If you or someone you know is having the thought of suicide dial 988 for the crisis hotline.


The final MTN Investgates Child Welfare in Montana story releases on Thursday, April 4, 2024 at 5:30pm on your local MTN Station. We look into where the Kolstad Child is at now, the status of the families fight, and dive into why the state removed custody of the Kolstad Child.

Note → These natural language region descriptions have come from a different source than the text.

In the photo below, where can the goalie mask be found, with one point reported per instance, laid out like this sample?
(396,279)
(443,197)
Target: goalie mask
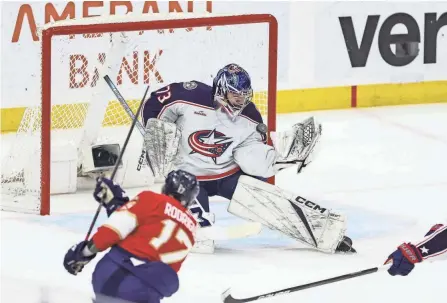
(232,89)
(182,185)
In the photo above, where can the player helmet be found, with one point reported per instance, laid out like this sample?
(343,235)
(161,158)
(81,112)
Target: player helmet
(182,185)
(232,89)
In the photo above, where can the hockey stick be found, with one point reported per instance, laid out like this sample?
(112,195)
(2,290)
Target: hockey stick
(129,112)
(115,169)
(216,233)
(227,298)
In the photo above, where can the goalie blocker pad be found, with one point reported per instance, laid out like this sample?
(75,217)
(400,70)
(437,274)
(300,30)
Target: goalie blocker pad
(292,215)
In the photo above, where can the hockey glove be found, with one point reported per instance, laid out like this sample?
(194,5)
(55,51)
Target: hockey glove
(111,195)
(75,260)
(404,259)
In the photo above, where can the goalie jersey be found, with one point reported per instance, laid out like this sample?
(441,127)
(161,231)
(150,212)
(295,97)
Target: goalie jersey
(212,146)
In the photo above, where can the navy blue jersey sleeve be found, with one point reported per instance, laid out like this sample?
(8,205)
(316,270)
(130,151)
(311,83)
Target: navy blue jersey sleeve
(252,113)
(435,242)
(161,103)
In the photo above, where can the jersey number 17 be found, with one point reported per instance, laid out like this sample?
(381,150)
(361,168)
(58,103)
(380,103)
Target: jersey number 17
(169,231)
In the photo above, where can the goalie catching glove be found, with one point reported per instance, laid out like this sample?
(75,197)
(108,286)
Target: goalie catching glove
(161,142)
(295,146)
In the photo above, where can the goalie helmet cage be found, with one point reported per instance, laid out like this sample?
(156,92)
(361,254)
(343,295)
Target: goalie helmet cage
(265,93)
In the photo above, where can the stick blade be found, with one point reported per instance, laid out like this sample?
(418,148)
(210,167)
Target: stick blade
(230,232)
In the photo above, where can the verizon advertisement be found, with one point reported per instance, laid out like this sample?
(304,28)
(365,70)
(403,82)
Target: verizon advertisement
(381,42)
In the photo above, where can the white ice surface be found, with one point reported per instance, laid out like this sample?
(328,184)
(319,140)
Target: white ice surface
(385,167)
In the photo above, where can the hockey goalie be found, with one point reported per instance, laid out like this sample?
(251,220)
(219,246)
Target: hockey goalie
(217,133)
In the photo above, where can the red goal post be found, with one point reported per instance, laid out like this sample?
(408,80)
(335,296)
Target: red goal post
(97,26)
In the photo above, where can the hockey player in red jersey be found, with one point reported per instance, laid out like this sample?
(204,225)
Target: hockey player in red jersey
(149,236)
(407,255)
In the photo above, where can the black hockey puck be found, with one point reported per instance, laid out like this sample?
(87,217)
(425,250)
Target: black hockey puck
(261,128)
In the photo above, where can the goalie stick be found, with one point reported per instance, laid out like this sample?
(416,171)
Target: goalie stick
(215,232)
(115,169)
(228,298)
(129,112)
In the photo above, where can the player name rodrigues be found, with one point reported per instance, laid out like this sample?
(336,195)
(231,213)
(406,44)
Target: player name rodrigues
(180,216)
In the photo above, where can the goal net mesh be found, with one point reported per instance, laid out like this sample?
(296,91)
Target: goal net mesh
(84,110)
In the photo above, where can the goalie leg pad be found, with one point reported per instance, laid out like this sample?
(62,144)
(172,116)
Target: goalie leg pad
(161,142)
(292,215)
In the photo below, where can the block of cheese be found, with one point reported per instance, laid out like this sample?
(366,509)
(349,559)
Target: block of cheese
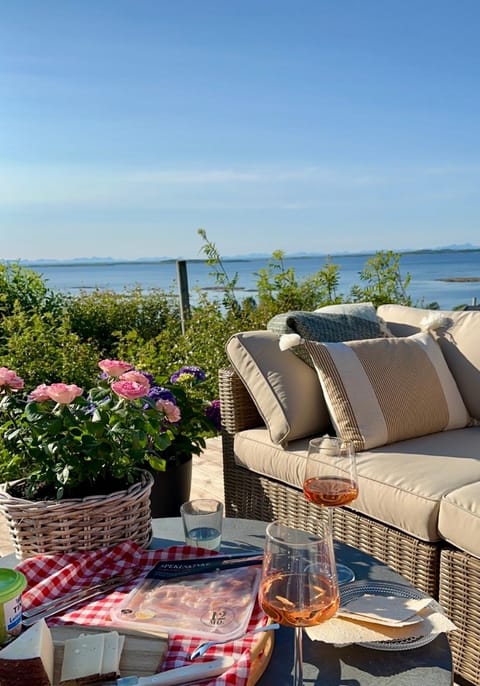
(91,657)
(29,658)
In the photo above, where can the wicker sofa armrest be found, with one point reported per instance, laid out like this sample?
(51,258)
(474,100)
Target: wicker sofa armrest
(239,412)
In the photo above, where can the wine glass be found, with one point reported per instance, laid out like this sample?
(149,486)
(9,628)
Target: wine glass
(331,480)
(299,584)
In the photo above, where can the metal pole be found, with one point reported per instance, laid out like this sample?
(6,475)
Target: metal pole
(182,279)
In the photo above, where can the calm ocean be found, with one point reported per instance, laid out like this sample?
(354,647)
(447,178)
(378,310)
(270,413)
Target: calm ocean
(428,271)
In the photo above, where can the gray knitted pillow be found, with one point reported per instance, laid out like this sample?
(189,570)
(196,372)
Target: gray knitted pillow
(324,328)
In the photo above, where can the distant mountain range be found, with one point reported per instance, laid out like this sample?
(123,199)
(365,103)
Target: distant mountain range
(454,247)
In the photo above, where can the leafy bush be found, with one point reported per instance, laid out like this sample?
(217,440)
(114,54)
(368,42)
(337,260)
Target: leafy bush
(105,317)
(43,350)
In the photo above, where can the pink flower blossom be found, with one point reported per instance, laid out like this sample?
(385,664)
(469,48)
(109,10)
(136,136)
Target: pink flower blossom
(130,390)
(40,393)
(63,393)
(114,367)
(10,379)
(138,377)
(172,411)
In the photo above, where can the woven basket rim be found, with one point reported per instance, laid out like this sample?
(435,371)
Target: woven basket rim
(145,483)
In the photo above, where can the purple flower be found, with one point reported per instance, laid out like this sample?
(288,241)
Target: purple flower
(188,374)
(160,393)
(213,413)
(150,378)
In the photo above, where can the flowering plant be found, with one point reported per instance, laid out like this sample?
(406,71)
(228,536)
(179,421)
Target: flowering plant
(65,442)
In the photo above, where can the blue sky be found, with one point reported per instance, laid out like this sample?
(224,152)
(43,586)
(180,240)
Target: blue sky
(307,125)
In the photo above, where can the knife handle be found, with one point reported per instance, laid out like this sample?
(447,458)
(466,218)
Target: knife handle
(182,675)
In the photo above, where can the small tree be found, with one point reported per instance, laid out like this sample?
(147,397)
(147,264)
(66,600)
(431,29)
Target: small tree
(384,282)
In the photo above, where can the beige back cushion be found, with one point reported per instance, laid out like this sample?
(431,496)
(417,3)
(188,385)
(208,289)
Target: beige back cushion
(385,390)
(459,341)
(285,390)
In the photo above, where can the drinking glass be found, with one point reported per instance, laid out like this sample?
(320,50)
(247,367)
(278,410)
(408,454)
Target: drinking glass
(331,480)
(299,585)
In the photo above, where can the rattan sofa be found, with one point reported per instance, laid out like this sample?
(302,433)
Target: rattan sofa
(262,478)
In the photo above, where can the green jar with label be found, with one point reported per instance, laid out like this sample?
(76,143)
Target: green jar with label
(12,585)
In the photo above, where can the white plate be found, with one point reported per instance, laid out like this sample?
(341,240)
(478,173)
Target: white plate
(357,589)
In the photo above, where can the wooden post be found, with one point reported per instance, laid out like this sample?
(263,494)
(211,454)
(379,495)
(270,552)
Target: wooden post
(182,279)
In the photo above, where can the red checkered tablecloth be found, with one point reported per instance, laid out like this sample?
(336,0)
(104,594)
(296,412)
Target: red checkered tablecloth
(50,576)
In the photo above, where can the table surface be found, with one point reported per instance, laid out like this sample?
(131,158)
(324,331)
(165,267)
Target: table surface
(325,665)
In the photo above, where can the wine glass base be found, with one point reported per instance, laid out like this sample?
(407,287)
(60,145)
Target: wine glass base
(345,575)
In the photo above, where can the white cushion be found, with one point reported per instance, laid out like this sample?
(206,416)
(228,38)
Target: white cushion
(400,485)
(459,519)
(285,390)
(459,341)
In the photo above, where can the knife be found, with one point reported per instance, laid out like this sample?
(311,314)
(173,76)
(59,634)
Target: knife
(166,569)
(197,671)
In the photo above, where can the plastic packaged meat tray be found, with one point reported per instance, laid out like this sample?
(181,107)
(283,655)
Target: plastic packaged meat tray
(215,605)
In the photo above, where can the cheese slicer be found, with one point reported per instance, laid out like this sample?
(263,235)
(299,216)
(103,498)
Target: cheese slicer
(180,675)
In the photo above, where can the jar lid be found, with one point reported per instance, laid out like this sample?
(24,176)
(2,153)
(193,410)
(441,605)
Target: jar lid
(12,583)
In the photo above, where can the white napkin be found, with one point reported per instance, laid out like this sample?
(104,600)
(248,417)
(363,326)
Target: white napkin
(388,610)
(342,631)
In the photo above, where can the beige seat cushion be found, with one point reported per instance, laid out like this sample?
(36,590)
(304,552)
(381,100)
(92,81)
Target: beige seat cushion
(285,390)
(400,485)
(459,519)
(388,389)
(459,342)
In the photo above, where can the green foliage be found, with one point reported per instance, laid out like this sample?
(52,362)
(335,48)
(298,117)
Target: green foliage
(24,288)
(49,338)
(105,317)
(72,442)
(43,349)
(384,282)
(279,290)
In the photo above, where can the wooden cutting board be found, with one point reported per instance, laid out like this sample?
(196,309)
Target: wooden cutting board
(142,654)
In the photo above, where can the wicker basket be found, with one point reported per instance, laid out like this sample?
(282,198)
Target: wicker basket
(79,524)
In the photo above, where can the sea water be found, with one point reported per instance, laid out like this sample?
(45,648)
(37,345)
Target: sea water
(429,272)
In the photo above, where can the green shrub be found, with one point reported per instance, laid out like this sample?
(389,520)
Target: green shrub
(43,350)
(105,317)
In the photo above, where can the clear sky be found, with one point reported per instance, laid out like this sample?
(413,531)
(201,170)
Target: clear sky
(301,125)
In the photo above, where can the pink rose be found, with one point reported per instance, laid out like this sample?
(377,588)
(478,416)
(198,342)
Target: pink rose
(10,379)
(114,367)
(63,393)
(130,390)
(138,377)
(172,411)
(40,393)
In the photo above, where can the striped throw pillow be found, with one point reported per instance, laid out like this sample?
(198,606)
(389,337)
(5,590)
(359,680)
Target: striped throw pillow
(385,390)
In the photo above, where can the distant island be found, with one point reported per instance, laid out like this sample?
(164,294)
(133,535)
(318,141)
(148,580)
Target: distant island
(51,262)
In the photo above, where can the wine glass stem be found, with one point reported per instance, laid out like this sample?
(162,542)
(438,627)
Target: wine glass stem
(330,518)
(298,657)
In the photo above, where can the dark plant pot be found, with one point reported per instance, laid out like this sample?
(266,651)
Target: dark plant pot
(170,489)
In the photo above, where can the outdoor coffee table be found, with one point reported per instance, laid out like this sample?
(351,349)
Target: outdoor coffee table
(325,665)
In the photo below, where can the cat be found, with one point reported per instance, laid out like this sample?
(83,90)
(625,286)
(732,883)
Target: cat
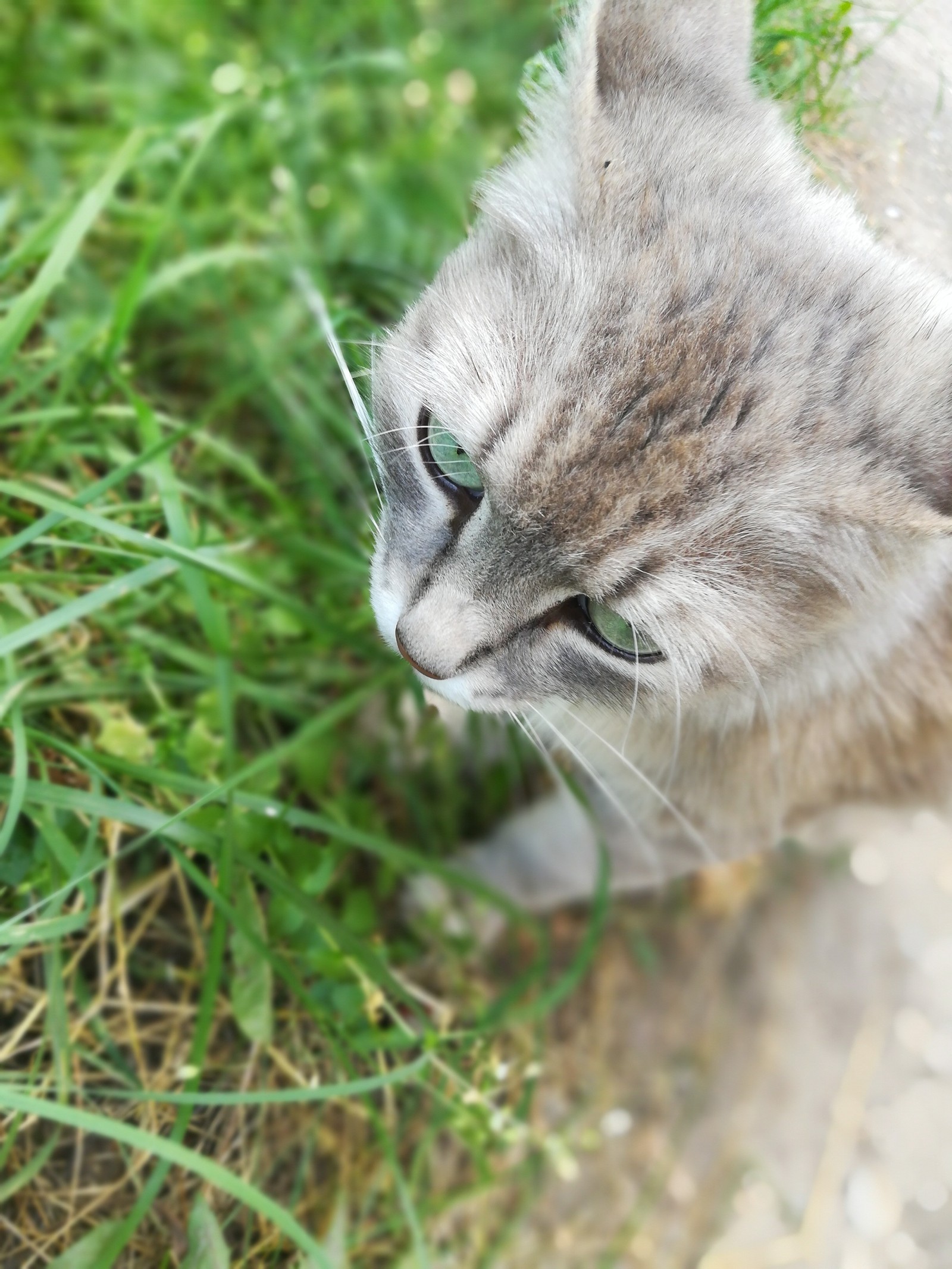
(667,463)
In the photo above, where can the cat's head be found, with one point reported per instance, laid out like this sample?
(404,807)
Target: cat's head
(669,418)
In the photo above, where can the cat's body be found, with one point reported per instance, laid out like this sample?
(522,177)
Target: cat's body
(697,393)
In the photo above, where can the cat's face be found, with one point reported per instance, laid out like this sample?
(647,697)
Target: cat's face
(634,438)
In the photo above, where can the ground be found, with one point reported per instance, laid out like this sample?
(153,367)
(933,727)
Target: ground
(772,1084)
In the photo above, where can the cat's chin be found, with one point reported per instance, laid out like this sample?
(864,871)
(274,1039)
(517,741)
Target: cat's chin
(456,691)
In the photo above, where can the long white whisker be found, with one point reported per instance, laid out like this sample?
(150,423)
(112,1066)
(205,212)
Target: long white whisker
(776,753)
(697,838)
(648,850)
(315,302)
(676,747)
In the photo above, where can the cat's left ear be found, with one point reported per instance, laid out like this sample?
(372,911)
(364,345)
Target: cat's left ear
(630,47)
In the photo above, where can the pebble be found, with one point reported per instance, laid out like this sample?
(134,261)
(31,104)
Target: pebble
(913,1031)
(932,1197)
(901,1251)
(682,1186)
(873,1205)
(945,879)
(937,1054)
(616,1123)
(870,866)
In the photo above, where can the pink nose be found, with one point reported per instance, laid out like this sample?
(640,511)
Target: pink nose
(414,663)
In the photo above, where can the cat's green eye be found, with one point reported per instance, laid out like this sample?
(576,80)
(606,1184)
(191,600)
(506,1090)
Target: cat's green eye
(619,632)
(451,460)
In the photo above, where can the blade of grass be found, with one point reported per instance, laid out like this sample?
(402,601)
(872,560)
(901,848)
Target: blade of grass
(177,1155)
(200,559)
(21,767)
(26,309)
(31,1169)
(93,491)
(261,1098)
(73,612)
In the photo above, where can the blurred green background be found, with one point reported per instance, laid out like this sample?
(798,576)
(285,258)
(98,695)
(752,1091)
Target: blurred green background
(216,775)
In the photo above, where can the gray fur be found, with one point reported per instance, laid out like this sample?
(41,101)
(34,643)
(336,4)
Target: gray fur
(699,390)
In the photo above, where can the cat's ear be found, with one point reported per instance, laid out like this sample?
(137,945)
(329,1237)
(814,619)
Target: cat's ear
(630,46)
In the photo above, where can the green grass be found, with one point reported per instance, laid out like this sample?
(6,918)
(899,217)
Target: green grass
(217,776)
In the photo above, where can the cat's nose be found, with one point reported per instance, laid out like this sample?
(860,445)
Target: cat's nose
(414,663)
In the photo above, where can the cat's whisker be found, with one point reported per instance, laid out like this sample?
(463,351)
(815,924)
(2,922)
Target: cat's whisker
(676,745)
(573,750)
(774,738)
(634,706)
(697,838)
(314,300)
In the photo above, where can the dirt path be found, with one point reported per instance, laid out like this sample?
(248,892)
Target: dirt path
(771,1084)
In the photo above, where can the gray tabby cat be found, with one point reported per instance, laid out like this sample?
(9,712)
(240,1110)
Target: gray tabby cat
(667,457)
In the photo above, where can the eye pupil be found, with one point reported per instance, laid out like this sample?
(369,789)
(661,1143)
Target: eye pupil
(452,465)
(613,631)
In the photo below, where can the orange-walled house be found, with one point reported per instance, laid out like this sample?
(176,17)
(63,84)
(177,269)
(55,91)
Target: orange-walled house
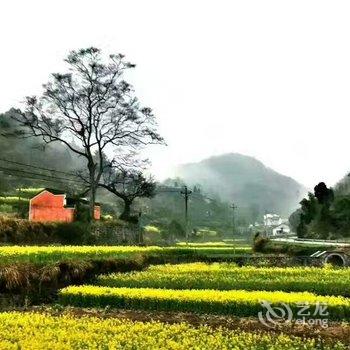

For all installments of this series, here is who we asked to participate:

Birth mother of Kolstad Children, DPHHS, Gov. Gianforte (provided generic statement from his office), Attorney General Austin Knudsen, World Professional Association for Transgender Health (declined interview but provided resource links and statement), ACLU (Declined interview), Francis Mahon Deaconess Hospital (Declined interview, statement, or participation), American Academy of Pediatrics (Declined to participate but provided resource links), Valley County District Attorney (Submitted FOIA/Public Records request and was declined), Glasgow Police Department (No Response), Youth Dynamics CEO (No call back), Many Rivers Whole Health (Declined to participate), Rep. Matt Rosendale (No response from his Communications team — Rep. Rosendale made a statement on X about this case), Chloe Cole (De-transitioned transgender woman), Scott Newgent (De-transitioned male), School of Social Work at the University of Montana (Declined Participation), Montana State University Department of Political Science (Declined to participate).